We got the splinter out, me digging with the scissors and her manipulating the pressure on her skin with her other hand. It's not everything, but it's something.
"THEM she lived with would have killed her for a hat PIN, let alone a HAT."
Ahem, my apologies. Interestingly, I was rather thinking of this the other day - specifically in the context of the essence of love, that is, seeking the good of the object. Strange how that can be displayed in the simplest ways, like getting a splinter out of someone's hand.

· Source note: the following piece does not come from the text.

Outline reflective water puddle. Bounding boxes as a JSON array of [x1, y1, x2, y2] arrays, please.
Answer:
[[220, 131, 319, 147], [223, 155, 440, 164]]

(By the bye, I like your writing. ^.^)
It made me think of Justin. It doesn't take much to make me think of Justin. Justin and Flavius and Evicatos - little things like that in which seemingly incongruous souls are suddenly bound together over some one purpose. And if you pay attention to the moment, it can change everything that comes afterward. And there is something about healing-craft that does that most, because a part of each person is taken away by the other afterward. You're never free from it.
And I suppose, if you think about it, you never want to be.